Well being faithful is important enough that weddings vows contain it. Society, religion and even mainstream people have a pretty singular view on cheating. It is a frankly a black and white situation unless the relationship is open. 

This site does take a pro marriage anti cheating position. There are other sites which have other opinions like that site that helps cheaters hookup and even share strategies.
_Posted via Mobile Device_


----------



## Entropy3000

dontKnowMe said:


> People on here are so judgmental! It's all so black and white.
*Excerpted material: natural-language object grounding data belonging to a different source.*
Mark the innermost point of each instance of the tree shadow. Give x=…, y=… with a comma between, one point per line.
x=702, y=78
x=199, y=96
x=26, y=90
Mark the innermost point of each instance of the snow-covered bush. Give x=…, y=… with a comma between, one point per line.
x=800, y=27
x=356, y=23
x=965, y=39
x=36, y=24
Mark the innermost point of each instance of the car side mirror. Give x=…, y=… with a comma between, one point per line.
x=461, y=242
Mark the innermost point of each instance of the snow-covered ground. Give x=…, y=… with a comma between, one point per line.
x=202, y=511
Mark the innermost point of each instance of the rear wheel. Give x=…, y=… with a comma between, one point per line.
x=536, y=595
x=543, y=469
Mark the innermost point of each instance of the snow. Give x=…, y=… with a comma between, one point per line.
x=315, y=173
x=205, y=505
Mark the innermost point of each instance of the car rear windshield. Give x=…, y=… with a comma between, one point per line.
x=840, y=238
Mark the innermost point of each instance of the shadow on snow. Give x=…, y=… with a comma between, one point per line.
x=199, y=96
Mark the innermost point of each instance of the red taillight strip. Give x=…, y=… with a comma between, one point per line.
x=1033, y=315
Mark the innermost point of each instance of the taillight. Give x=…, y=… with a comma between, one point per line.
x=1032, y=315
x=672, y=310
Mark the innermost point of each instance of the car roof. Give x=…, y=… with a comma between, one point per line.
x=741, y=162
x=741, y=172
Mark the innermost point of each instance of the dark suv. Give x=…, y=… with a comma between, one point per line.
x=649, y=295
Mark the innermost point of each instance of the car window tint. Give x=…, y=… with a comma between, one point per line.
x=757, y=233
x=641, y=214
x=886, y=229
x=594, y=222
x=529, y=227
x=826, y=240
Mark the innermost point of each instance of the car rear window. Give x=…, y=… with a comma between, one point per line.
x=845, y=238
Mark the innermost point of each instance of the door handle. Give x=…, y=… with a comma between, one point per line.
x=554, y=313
To so many posters here "cheating" is 100% wrong under all conditions and certainly if you were in that persons position you wouldn't "fail." You would to the "right" thing. Uh huh. Sure you would. I see the same pattern everywhere. Everything is black and white. (republican vs. democrat, "my team" vs. your team).


There are few absolutes in life, but this is probably one of them. Cheating is 100% wrong. As much as antything can be 100%. That is why they call it cheating.

Failing is wrong. There are no excuses. Some marriages can recover from cheating. Sure one spouse can leave another more vulnerable to cheating, but that does not excuse it. 

Please name some instances where cheating is not wrong.

One way to avoid slipping down the slippery slope is to have proper boundaries. Some people require sterner boundaries than others. Putting oneself in risky situations is not an excuse.

Life in general is gray. But boundaries are put in place to help us make the right decisions. So the mature thing to do in a shades of gray world is to use ones intelligence and integrity and deal with it. 

I do see a gradient of inappropriate behavior, unfaithfulness and cheating. The way to deal with this is stop things early and avoid inappropriate behavior. Don't play just the tip.


----------



## gonefishin

You have a lot to think about. You should sit down with your husband tell him what you have done, tell him he does deserve better, tell him you are ashamed as a wife and a parent, tell him you are leaving the home until a solution is worked out.

Yes, you should leave the home. This is all you. Why should he leave the family home. You leave, you give the father of those three children a soft landing.

Who knows, maybe you will get the big picture being out on your own. Maybe then you will be worthy of a healthy marriage.

Good luck
_Posted via Mobile Device_


----------



## trey69

I think she has already stated she plans on telling him. 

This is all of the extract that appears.